A. The situation you describe is unfortunate to say the least.
Your lover seems to have already come to a decision on how to handle this and so your decision is really whether or not to support her. In other words, you can't control what your lover does, only what your reactions to her actions are.
That said, I think your lover is handling the situation in a mature and responsible way. She has evidently decided that she will only have a continuing relationship with her parents if they are willing to accept her as she is, not as they would wish her to be.
Five years is enough time for parents to "get over" having a gay child. At that point, they've either moved toward acceptance or are hopelessly stuck in some stage of denial. The only way to get them moving again is to give them an ultimatum, which is what your lover has chosen to do. The ball is now in her parents' court, they either accept their daughter's partner or they risk losing her entirely.

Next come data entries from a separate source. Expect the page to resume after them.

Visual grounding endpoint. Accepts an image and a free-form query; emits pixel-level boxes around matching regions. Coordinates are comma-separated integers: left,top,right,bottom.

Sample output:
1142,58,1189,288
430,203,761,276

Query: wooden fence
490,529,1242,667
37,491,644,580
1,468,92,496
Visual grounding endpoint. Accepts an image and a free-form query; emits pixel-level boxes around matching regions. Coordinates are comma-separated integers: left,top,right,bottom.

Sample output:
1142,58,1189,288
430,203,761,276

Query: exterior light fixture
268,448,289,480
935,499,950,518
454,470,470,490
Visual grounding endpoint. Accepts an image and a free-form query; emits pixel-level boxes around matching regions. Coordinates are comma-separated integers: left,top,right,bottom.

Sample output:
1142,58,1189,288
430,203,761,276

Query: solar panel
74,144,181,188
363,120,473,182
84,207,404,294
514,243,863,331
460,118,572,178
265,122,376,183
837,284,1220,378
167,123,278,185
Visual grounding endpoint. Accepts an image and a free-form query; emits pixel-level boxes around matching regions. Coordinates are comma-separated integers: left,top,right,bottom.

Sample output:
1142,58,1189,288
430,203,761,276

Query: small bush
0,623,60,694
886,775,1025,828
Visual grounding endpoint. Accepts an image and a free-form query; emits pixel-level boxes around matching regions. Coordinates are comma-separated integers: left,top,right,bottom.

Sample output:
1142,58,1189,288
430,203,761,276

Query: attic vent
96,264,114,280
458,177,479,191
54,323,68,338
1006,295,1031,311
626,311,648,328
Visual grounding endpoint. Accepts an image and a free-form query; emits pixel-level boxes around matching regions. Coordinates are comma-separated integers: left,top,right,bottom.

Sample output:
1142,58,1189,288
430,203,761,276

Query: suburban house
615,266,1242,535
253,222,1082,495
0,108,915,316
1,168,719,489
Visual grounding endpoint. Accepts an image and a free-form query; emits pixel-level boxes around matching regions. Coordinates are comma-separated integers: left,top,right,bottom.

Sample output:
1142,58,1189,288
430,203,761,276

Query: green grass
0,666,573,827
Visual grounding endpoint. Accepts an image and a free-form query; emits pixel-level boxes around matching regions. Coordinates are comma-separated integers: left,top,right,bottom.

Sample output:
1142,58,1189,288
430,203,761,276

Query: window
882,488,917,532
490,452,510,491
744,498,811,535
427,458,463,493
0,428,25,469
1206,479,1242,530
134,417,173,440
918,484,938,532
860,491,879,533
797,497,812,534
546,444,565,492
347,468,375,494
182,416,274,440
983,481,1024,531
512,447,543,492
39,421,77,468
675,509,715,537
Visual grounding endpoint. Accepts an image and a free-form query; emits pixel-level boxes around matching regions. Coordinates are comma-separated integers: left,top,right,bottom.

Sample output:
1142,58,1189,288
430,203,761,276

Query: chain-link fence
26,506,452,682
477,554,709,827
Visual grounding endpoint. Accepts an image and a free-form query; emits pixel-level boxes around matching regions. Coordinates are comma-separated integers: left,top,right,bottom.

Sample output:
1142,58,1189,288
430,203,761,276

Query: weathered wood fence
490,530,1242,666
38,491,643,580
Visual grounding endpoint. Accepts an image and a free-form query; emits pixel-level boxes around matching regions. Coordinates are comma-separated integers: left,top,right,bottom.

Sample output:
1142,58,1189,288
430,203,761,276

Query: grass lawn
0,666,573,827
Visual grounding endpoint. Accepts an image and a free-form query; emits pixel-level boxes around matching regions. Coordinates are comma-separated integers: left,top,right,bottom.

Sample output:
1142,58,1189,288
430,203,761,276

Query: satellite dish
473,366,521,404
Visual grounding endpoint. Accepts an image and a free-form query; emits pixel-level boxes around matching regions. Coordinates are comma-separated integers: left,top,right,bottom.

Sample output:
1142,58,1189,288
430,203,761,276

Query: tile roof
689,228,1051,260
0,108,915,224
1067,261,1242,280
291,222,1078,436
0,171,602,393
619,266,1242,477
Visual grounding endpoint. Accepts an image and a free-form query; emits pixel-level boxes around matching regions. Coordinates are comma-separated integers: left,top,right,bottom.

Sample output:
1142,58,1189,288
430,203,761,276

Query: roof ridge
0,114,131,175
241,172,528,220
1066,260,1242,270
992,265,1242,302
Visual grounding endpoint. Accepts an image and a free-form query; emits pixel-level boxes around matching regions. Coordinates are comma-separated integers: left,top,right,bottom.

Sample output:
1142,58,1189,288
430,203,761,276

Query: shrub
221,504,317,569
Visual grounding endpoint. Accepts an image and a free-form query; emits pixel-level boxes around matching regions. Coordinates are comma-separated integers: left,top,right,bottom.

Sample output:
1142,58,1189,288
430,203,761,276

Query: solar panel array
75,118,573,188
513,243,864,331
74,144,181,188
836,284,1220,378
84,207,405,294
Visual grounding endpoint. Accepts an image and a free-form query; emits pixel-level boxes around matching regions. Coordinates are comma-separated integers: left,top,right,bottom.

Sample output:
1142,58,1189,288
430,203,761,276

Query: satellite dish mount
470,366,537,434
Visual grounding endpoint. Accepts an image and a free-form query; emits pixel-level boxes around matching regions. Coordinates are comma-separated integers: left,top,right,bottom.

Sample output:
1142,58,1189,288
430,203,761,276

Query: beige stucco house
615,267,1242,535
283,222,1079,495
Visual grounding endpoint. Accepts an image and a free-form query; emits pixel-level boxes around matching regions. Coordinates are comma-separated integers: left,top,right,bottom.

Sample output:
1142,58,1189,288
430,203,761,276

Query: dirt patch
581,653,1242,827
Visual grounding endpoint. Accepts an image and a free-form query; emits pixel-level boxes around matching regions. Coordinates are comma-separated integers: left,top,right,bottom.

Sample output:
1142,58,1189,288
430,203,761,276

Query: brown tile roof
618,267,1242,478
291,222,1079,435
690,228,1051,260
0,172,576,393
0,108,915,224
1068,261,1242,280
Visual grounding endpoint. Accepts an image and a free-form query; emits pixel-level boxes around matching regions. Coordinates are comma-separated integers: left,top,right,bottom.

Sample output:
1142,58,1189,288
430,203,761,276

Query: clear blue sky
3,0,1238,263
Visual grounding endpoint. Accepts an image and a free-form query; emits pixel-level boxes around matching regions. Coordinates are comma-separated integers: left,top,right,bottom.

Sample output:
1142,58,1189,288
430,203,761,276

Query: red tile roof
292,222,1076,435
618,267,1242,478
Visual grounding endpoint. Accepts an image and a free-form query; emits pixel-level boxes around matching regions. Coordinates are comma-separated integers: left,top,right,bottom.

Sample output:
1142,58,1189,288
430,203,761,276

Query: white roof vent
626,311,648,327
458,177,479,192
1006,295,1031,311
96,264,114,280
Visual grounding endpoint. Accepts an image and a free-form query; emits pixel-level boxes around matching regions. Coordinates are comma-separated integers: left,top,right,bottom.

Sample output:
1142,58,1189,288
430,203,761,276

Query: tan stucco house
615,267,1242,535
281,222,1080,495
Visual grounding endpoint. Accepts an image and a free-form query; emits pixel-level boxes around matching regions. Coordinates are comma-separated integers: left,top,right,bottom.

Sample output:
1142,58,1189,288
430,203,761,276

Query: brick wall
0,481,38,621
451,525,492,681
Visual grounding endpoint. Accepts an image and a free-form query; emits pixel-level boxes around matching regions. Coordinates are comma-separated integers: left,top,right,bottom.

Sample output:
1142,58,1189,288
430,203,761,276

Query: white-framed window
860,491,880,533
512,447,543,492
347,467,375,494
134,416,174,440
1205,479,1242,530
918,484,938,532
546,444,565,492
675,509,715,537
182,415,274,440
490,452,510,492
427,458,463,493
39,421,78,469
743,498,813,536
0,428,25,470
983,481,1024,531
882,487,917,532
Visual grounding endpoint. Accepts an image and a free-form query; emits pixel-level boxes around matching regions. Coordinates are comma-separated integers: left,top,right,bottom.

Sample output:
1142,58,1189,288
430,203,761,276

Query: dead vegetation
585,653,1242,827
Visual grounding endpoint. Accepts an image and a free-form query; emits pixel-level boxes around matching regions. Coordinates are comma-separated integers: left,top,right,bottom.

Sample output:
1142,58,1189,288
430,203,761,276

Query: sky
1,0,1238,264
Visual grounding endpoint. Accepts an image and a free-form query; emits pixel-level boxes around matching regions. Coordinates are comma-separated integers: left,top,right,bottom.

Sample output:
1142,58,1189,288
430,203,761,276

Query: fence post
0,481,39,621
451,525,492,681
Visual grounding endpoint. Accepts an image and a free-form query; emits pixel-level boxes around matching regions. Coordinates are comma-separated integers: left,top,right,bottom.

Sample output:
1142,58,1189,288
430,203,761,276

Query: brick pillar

This may be just the push her parents need to get them to seek out help with a PFLAG chapter. I remember one couple who came to our meeting after 8 years of knowing their son was gay but never really dealing with it. There was a family wedding upcoming and their son had told them quite plainly that either he came with his lover or he wasn't coming at all. Well, that was enough to drive them to PFLAG where they did start dealing with their own feelings. The story did have a happy ending too, their son and his partner came to the wedding, there was a brief flurry of gossip and then everything went fine. No one had a heart attack, fainting fit, or hysterics.
Another one of our long-time members told me once about the first time her son brought home a lover. She was so nervous and didn't think she could face it but her son insisted and when she met the young man she discovered she liked him a lot and everything was fine. As she said "it's amazing what you can't think you can do but really isn't so hard after all."
There's a lot to be said for trying to put a relationship between parents and adult children on an honest, open footing. Your lover might make clear to them that she wants them to meet you because you are part of her life and that it's important for her that they see her whole life, not just the censored bits. If she can't talk about you or the other "gay parts" of her life, eventually there will be nothing else to talk about but the weather.
Has your lover tried to get your parents to a PFLAG meeting or gotten them some literature? Perhaps her mother would go alone? There is nothing like being in a roomful of other parents who have gone through exactly what she is going through now. For a complete list of PFLAG chapters go to www.pflag.org. You and your partner might consider attending your local chapter as well -- you can get some good practical advice from the parents there and chapters always need gay people. After all, we need to hear your stories to help us understand our own children.